Johnny_Fartpants · August 13, 2024, 10:55am

I wouldn’t recommend dedup atm as it can still bite you in the butt and the savings vary massively. I would instead explore different compression options on your datasets and send over some sample data and find the best fit for you. You may also want to do the same with record size for example try a dataset with 1M and compare to the default. Your biggest cost savings could be on how you configure your system (vdev type and size) and the cost of your hardware unless you are using existing hardware.

ericloewe · August 13, 2024, 12:07pm

If it’s archived data, just dedupe it offline with whatever tool works best for you. No point in throwing that workload onto ZFS.

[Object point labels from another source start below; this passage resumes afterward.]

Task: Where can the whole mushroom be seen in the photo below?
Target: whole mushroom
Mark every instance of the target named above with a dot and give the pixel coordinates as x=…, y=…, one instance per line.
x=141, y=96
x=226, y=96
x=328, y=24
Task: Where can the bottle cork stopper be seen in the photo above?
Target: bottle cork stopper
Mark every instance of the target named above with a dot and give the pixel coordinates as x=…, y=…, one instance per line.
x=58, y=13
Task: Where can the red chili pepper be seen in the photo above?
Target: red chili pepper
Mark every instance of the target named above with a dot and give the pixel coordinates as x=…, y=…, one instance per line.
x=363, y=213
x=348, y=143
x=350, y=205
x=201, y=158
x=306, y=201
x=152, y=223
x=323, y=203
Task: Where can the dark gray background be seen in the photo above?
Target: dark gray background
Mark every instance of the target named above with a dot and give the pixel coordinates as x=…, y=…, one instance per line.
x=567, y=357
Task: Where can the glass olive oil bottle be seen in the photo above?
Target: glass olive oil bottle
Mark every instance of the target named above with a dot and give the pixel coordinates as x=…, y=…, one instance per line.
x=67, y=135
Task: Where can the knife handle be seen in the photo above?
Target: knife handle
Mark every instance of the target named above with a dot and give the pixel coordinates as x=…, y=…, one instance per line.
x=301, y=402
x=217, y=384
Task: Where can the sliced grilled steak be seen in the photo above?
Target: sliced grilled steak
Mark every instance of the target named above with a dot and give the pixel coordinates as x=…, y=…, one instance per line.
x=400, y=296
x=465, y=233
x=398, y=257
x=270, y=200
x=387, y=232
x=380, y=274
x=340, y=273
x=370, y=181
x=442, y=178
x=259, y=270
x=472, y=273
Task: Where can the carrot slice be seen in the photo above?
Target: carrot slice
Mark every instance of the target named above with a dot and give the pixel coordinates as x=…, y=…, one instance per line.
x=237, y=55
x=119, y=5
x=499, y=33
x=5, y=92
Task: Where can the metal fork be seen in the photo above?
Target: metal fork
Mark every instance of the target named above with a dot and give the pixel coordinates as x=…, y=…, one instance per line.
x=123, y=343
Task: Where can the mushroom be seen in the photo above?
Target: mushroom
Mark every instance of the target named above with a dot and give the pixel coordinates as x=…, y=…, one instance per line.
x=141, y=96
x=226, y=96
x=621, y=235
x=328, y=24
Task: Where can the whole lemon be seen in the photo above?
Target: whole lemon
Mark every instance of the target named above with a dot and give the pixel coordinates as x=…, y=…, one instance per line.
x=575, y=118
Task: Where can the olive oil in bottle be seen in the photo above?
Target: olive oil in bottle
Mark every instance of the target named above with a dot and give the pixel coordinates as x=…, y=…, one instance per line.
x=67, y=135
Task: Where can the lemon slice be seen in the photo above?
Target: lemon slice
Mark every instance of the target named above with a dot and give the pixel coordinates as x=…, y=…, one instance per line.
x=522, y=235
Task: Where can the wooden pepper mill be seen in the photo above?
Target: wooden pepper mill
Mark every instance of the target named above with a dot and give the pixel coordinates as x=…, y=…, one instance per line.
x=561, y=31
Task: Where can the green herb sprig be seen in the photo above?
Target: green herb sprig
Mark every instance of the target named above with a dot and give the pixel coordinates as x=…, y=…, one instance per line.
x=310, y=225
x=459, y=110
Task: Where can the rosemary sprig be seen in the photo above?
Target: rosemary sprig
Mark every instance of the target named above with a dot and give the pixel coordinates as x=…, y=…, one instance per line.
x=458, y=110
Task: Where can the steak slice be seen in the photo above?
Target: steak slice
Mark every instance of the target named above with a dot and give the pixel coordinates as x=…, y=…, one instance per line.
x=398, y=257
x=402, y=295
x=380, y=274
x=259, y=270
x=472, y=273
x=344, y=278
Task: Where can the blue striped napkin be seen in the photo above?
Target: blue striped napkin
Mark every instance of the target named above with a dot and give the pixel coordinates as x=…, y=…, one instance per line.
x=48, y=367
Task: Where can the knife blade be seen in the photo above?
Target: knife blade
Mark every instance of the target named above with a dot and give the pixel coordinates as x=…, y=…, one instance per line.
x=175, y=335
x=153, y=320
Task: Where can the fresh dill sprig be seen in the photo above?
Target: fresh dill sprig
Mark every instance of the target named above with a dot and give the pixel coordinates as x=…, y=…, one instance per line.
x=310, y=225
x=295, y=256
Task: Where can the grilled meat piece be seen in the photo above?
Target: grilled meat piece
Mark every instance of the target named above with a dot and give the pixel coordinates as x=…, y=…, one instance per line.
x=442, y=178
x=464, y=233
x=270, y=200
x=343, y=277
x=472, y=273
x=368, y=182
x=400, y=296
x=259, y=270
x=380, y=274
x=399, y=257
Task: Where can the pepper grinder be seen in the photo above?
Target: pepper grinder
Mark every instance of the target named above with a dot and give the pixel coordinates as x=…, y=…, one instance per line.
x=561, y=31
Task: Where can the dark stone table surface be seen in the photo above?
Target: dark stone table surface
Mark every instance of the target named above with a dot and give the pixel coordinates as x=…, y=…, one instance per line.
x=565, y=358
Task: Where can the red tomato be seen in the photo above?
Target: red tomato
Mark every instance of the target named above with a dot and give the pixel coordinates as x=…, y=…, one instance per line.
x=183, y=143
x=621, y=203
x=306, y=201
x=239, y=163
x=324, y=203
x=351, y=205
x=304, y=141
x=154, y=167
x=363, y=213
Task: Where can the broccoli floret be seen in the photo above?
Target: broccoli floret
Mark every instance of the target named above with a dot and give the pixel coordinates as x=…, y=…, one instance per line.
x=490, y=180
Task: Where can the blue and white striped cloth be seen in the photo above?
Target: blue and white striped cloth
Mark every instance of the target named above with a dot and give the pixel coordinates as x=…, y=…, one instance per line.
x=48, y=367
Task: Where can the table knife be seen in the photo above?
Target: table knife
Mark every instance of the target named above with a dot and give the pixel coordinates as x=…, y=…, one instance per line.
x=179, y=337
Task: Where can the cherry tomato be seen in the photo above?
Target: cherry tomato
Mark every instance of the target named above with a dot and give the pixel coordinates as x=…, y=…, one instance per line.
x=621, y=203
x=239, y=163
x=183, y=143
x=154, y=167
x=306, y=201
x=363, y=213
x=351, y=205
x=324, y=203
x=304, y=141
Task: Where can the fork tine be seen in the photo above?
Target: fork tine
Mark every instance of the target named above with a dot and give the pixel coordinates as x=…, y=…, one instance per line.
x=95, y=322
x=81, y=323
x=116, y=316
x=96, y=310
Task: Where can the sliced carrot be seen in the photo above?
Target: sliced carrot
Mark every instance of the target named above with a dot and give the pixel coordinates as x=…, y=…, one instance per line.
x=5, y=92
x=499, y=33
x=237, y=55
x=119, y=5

Arwen · August 13, 2024, 3:56pm

If the data is pre-compressed, their is a chance that the foreign compression program adds date / time stamp, or other information to the file. Thus, even 2 identical source files, compressed at different times may not be able to use ZFS de-dup for all the blocks.

Further, ZFS has recently added ZSTD compression, which may mean that un-compressing the source files and allowing ZFS to compress and de-dup them might end up better. And the files appear to any network share access, as un-compressed, (even though it’s compressed on disk).

Last, towards the end of the year, a new OpenZFS feature may be released, Fast De-Dup. It may or may not help your use case. Plus, many times it is best to wait on major new features until others have proven the new feature reliable. (I may be paranoid, but I tell you my storage is out to get me!)

Stux · August 13, 2024, 6:35pm

Dedup trades memory and cpu to save hard disk.

Memory is significantly more expensive than disk.

I’d say you need significant dedup savings to justify the extra equipment cost over just buying more disk.

Worth reading the story of “that guy”

Davvo · August 13, 2024, 6:39pm

Usually it’s cheaper to buy more HDD space than running deduplication.